More oil and chemical companies seem likely to jump on the carbon capture bandwagon first. In May, the British oil giant BP and petrochemical maker Linde announced a plan to capture 15 million tons of carbon annually at Linde plants in Greater Houston. Linde wants to grow its sales of low-carbon hydrogen, which is typically made by mixing natural gas with steam and a chemical catalyst. In March, Oxy announced an agreement with a unit of the wood producer Weyerhauser. Oxy has won the rights to store carbon under 30,000 acres of Weyerhauser forest land, though it continues to grow trees on the surface, with the two companies set to expand to other sites over time .
Yet environmentalists remain skeptical of CCS.

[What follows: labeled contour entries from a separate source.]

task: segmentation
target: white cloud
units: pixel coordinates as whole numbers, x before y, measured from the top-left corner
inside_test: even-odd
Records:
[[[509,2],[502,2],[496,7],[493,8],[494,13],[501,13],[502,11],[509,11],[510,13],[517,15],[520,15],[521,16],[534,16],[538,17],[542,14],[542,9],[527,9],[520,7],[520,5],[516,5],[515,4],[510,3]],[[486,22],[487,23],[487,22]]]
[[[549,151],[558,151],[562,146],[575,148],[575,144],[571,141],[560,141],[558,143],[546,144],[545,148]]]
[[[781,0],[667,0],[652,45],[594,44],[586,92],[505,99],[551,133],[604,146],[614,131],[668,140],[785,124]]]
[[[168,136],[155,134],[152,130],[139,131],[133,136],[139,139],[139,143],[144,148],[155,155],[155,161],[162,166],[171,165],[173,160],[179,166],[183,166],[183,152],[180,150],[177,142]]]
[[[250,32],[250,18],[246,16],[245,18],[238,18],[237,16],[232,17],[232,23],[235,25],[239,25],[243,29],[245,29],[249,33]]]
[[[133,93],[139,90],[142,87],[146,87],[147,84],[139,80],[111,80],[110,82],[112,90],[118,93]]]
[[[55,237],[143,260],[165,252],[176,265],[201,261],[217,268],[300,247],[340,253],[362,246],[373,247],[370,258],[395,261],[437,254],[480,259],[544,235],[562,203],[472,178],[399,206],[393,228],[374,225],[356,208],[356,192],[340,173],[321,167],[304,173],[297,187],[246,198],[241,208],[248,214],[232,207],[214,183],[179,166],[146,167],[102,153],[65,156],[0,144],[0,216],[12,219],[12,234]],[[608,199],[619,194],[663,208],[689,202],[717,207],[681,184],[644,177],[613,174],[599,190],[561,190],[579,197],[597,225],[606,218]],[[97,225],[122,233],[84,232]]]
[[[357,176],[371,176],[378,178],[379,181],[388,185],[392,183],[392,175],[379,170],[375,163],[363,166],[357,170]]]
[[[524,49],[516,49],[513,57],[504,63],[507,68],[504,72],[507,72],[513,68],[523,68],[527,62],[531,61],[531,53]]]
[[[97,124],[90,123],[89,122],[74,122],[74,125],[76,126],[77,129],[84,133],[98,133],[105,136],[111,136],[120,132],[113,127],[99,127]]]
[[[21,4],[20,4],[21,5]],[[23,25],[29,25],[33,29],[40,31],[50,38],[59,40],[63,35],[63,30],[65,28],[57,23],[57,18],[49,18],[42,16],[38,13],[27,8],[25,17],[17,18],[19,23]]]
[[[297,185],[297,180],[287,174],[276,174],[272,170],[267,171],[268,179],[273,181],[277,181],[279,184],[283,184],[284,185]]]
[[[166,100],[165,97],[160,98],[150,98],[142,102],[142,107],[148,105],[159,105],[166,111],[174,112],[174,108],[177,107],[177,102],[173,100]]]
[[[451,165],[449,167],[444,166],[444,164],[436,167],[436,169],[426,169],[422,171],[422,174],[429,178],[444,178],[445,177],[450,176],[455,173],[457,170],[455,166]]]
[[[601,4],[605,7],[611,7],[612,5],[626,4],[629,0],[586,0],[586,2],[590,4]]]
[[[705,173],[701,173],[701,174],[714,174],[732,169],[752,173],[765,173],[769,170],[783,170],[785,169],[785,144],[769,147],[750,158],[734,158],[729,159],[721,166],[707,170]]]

Tax credits can lower the cost of CCS for businesses, but taxpayers still foot the bill for what remains a “mess,” said Carroll Muffett, CEO of the Center for International Environmental Law in Washington. Most industrial emissions come from the electricity used by factories, and factory owners should reduce this part of their carbon footprint by prioritizing renewable energy, he said.
“It doesn’t make economic sense at the highest levels, and the IRA doesn’t change that,” Muffett said. “It just changes who takes the risk.”
Friedman countered by saying that economies of scale and technical innovations will reduce costs, and that CCS can reduce carbon emissions by up to 10% over time.
“It’s a pretty robust number,” Friedmann said. “And it’s about things that you can’t easily address otherwise.”